In Our Trials, God Is Driving Us Toward His Goodness

I love these thoughts from Abigail Dodds, the author of (A)Typical Woman: Free, Whole, and Called in Christ and a regular contributor to Desiring God:

"And Bree now discovered that he had not really been going as fast -- not quite as fast -- as he could."There’s a scene in the Chronicles of Narnia where the young Shasta and Aravis are being pursued through valleys and over ridges by wicked men. Their horses (Narnian talking horses) were running as fast as they could to get away—or so they thought—until the Great Lion also begins chasing them from close range. Suddenly they discover a new gear—a speed that would have never been known apart from this particular terror.

Have you learned this yet?
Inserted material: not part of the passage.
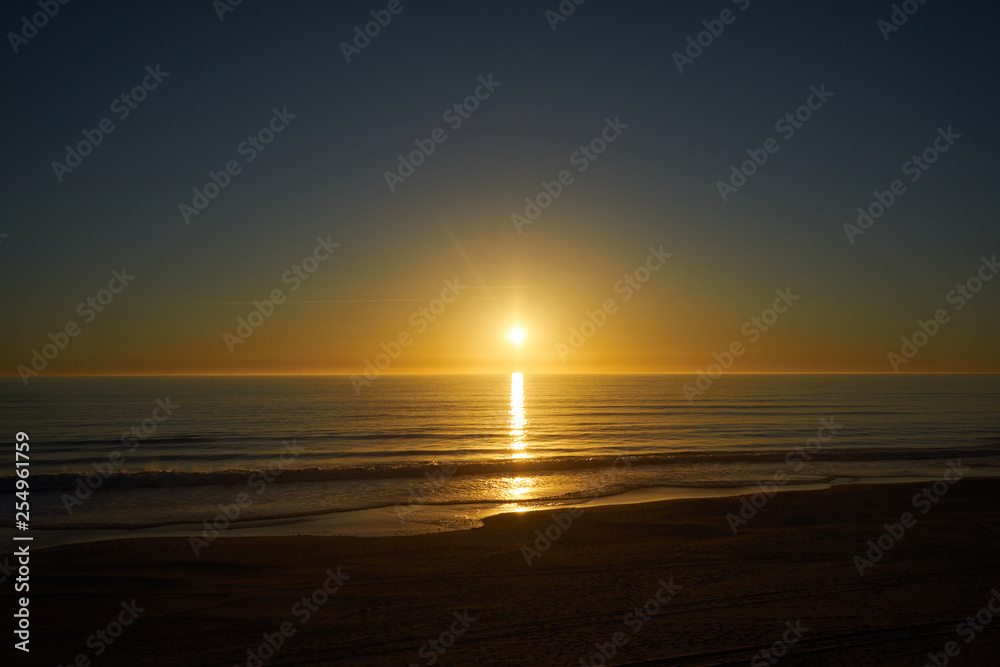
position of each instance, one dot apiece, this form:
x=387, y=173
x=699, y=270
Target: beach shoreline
x=554, y=596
That what you consider your limits aren’t your limits? That you don’t actually know what your limits are? We think we’ve given our all, we think we have no more to give, but actually, we simply have never had our limits truly tested.

I find great comfort in knowing that when my mind says, “I can’t do that—it’s beyond my limits—I can’t endure that particular loss, I can’t live with that particular trial, I can’t face that certain outcome, God is perfectly capable of applying the kind of pressure that will prove me wrong.
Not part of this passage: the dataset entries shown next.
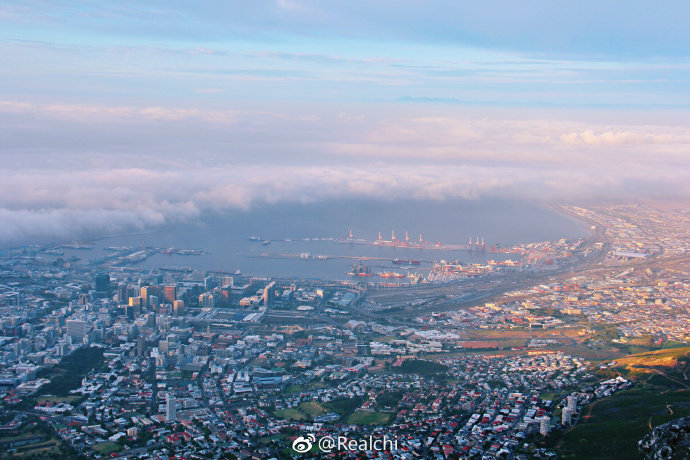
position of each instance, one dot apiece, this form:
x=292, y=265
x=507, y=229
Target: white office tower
x=544, y=425
x=170, y=409
x=572, y=403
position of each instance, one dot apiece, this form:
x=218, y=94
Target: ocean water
x=322, y=229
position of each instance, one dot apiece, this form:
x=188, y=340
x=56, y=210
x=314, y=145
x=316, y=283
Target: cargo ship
x=406, y=262
x=360, y=270
x=391, y=275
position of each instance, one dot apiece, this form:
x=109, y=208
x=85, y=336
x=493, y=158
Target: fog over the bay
x=95, y=170
x=128, y=115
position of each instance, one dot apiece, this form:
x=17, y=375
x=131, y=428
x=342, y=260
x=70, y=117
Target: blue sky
x=534, y=53
x=156, y=111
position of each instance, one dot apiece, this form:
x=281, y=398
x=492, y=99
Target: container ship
x=406, y=262
x=360, y=270
x=391, y=275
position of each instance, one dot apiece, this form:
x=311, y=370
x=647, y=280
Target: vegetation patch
x=67, y=375
x=107, y=448
x=369, y=418
x=422, y=367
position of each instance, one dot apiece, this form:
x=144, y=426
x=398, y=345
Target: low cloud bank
x=58, y=205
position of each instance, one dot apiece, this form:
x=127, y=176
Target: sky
x=121, y=114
And it’s very counterintuitive that God shows us that we most certainly can do the thing we think we can’t —not merely by encouragement or pouring on the affirmation, but by bearing down and increasing the trial.

Because here’s the truth we miss: His pushing us past our limits is His grace to us just as much as His encouragements are. He’s driving us toward His goodness. He’s pressing us beyond ourselves to new vistas of Himself. And when we’re under the pressure of the Great Lion, never, ever let yourself forget: all His paths are steadfast love. He cares for you.

Joni Eareckson Tada writes in When God Weeps, “Before my paralysis, my hands reached for a lot of wrong things, and my feet took me into some bad places. After my paralysis, tempting choices were scaled down considerably. My particular affliction is divinely hand-tailored expressly for me. Nobody has to suffer ‘transverse spinal lesion at the fourth-fifth cervical’ exactly as I did to be conformed to his image.”

I say this in my book If God Is Good:

God uses suffering to purge sin from our lives, strengthen our commitment to Him, force us to depend on His grace, bind us together with other believers, produce discernment, foster sensitivity, discipline our minds, impart wisdom, stretch our hope, cause us to know Christ better, make us long for truth, lead us to repentance of sin, teach us to give thanks in times of sorrow, increase our faith, and strengthen our character. And once He accomplishes such great things, often we can see that our suffering has been worth it.

God doesn’t simply want us to feel good. He wants us to be good. And very often, the road to being good involves not feeling good.